3. One column for who you measured it from (student).

Let's see how this looks:

In [None]:
# Convert to the format ggplot2 prefers
long_scores <- wide_scores %>%
    pivot_longer(
        cols = January:March,
        names_to = "Month",
        values_to = "Score"
    )

# Show the ggplot2-friendly (long) format
long_scores

Now each row represents one score for one student in one month. This might look repetitive, but it makes plotting much easier because:
1. Every measurement has its own row.
2. Each column represents a single type of information.

### Key Points to Remember:

1. **Excel Format (Wide)**
   - Each row is one entity (one student, one city).
   - Measurements spread across columns.
   - Easy for data entry.
   - Good for viewing individual records.

2. **ggplot2 Format (Long)**
   - Each row is one measurement.
   - Clear columns for:
     - What you measured (scores, temperature).
     - When/where you measured it (month, time of day).
     - Who/what you measured it from (student, city).
   - Perfect for visualization.
   - Makes it easy to:
     - Compare across categories.
     - Show changes over time.
     - Group by different variables.

---

<a id='basic-plots'></a>
## 5. Let's Start with a Simple Example

Before diving deep into ggplot2, let's create a basic visualization to see the power of the grammar of graphics approach. We'll use the Palmer Penguins dataset, which contains measurements from three penguin species.

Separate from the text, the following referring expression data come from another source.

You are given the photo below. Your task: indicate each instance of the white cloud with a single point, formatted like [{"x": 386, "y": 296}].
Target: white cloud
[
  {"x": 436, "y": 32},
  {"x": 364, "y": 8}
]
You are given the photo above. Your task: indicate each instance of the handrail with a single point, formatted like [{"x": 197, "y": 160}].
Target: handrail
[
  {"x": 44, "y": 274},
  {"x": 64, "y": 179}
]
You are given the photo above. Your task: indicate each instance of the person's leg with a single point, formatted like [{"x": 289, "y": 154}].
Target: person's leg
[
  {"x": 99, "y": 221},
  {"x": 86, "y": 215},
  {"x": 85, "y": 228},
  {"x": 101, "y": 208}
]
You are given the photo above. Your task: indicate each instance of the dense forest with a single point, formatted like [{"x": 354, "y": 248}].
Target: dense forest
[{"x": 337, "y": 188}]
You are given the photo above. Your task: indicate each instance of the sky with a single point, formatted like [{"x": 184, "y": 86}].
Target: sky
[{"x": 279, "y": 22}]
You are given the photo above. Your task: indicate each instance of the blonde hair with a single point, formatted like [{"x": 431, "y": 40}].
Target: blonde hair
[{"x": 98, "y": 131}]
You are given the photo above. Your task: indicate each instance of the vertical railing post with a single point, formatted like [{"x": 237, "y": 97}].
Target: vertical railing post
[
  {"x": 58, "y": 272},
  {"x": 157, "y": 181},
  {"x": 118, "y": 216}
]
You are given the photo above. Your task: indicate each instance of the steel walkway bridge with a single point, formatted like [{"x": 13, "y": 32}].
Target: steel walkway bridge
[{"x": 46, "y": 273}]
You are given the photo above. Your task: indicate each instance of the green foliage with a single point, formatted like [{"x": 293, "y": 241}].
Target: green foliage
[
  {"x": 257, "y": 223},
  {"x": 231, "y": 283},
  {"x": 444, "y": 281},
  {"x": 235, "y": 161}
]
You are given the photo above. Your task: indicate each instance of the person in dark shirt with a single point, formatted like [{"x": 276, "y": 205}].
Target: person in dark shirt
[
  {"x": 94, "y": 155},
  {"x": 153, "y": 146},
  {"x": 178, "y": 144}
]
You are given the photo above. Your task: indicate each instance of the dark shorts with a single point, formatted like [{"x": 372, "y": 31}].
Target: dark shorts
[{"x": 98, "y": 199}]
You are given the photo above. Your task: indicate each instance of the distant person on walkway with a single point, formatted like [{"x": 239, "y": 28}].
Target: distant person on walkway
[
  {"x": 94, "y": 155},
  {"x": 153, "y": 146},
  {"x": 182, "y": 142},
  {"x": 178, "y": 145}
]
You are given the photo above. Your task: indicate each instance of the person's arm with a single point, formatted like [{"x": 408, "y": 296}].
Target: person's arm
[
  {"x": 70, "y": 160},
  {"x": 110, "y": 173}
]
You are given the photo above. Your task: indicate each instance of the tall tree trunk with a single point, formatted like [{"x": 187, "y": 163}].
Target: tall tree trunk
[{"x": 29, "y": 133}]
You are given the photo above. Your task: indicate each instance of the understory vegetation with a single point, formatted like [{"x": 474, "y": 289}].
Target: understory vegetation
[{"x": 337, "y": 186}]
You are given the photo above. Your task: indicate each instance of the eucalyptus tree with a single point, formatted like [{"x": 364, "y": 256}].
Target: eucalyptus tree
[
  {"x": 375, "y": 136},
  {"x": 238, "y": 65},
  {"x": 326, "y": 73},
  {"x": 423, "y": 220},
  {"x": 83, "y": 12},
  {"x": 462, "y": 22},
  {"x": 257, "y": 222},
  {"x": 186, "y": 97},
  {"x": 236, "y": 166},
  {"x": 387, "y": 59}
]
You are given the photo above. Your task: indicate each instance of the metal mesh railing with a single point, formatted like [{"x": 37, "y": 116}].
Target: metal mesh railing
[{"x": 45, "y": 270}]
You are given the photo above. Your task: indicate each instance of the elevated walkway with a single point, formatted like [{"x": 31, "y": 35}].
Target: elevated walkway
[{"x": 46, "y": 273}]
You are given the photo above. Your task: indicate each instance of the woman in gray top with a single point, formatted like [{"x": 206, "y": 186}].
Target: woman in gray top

Below, we'll create a scatter plot showing the relationship between flipper length and body mass of penguins.

In [None]:
# Create our first plot
ggplot(penguins, 
       aes(x = flipper_length_mm, 
           y = body_mass_g, 
           color = species)) +
  geom_point(alpha = 0.7) +
  theme_minimal() +
  labs(title = "Penguin Size Measurements",
       x = "Flipper Length (mm)",
       y = "Body Mass (g)",
       color = "Species")

This first visualization already shows us several key features of ggplot2:
- **Clear mapping of variables to visual elements**: x-axis, y-axis, color.
- **Automatic legend creation**: ggplot2 adds a legend based on the aesthetics.
- **Built-in themes for professional appearance**: `theme_minimal()` provides a clean look.
- **Proper handling of missing values**: ggplot2 handles `NA` values gracefully.
- **Automatic scaling of axes**: Scales are adjusted based on the data range.

---

<a id='customization'></a>
## 6. Understanding ggplot2 Basics

### The Grammar of Graphics

ggplot2 is based on the "Grammar of Graphics," which breaks down every visualization into basic components. Think of it like building with LEGO blocks—you start with a base and add pieces one by one.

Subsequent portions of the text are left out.